ところで特定の時期に偏らない変分の見方としてランニングアベレージがあると思います。以下ローリング系は12ヶ月タップの年率換算を用いています。
【③ローリング・リターン】
これだけを見ると時価加重は上がる時は他より高く、下がる時は他より低くなる傾向にあります(それがつまりシグマが大きいということですが)。ただこれだけではとても①のグラフの差を生じているようには見えないのが不思議です。
これを時価加重を基準に差分をとってみます。
【④ローリング・リターンの差分】
リターンの差分をとるとグラフのプラマイの割合(面積)としてパッと見でそれほどミニボラやハイデビが優れているわけでは無さそうに見えなくもない(縦軸が広いので。数値にすると平均的に年率1〜2%程度オーバーしています)。しかしこのプロットはリターンの絶対水準がキャンセルされています。たとえ上がる時により大きく上がっても、下がる時により大きく下がる方がリターンに与える影響が大きいので、時価加重がアンダーになっているのだと思われます。
「リターンの非対称性」を視覚的に定量化できるのが「シグマ(標準偏差)」と「ロストリターン(消失リターン)」という統計量であると考えています。
【⑤ローリング・シグマ】
最小分散(Minimum Volatility)の名に恥じない低シグマっぷりです。また高配当(High Dividend Yield)も時価比率ではありますが必然的にシグマの小さくなる構成であることが推定されます。
【⑥ローリング・ロストリターン】
消失リターンの時系列方向の推移、いわば「ローリング消失リターン」です。ボラティリティによりこれだけのリターンを喪失していることがわかります。ロストリターンはシグマからの換算であるため実質的には⑤と同値であり、変動をリターン(≒コスト)の次元に置き換えて示すのに重宝しています。
このように、相乗平均においてリターン(変化率)のプラスとマイナスは等価ではありません。ゆえに、如何に下落時のダメージを軽減し、ロスを最小限に抑えるかがインデックス運用の要であると考えています。
【⑦インデックス・テーブル】
|
時価加重 |
最小分散 |
高配当 |
シグマ |
19.49% |
15.56% |
17.90% |
ロストリターン |
-1.90% |
-1.21% |
-1.60% |
相乗平均 |
-0.55% |
1.71% |
2.47% |
相加平均 |
1.38% |
2.96% |
4.12% |
相乗平均ー相加平均 |
-1.93% |
-1.25% |
-1.65% |
|
|
|
|
ローリングリターン平均 |
2.20% |
3.40% |
4.37% |
ローリングリターン差分平均 |
0.00% |
1.19% |
2.17% |
ローリングシグマ平均 |
17.57% |
13.83% |
15.92% |
ローリングロストリターン平均 |
-1.70% |
-1.09% |
-1.45% |
このテーブルからは、シグマによる消失リターンだけで一般的なインデックスファンド/ETFのコスト差以上の違いが出ていることがわかります。
【考察】
シグマが運用成果に影響を与えることは数学的に示される事象ですので(参考「シグマで失われるリターン」)、低シグマ投資の応用はインデックス投資にとって有効な手段であると考えられます。また高配当により相加平均を向上させることは資産運用として必然とも思います。
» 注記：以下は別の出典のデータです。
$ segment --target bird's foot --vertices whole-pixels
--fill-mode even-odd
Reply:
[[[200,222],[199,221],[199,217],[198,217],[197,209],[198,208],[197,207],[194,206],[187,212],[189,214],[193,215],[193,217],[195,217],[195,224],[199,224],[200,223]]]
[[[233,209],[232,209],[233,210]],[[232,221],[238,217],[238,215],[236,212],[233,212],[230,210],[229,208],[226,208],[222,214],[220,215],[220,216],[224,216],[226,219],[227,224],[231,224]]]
言い換えれば「シグマによるロストリターン」や「配当」も、「コスト」と同等の次元を有していますので、コストという一つの要素だけでなく複数の要素をマージすることでインデックスのドライブ能力を強化していくことが重要と考えます。
相対的に時価加重の効率が低く見えるのは、コストを最優先させる「時価」で放っておくということが「マイナスサムのマネーゲーム」に事前準備なく無抵抗で巻き込まれるということであるからと考えています。限られた地球環境にフリーライドするならば、少しでもロスを抑える取り組みが必要ではないかとも感じます。合理的なインデックス投資は非合理な変動を極力排除して論理的に資産形成を遂行していくのがよいと考えられます。
この世界や我々の生活が数学に支えられている以上、定量性とは切っても切り離せないものだと思います。インデックス投資はコストだけではない、ということが一般的になるとよいです。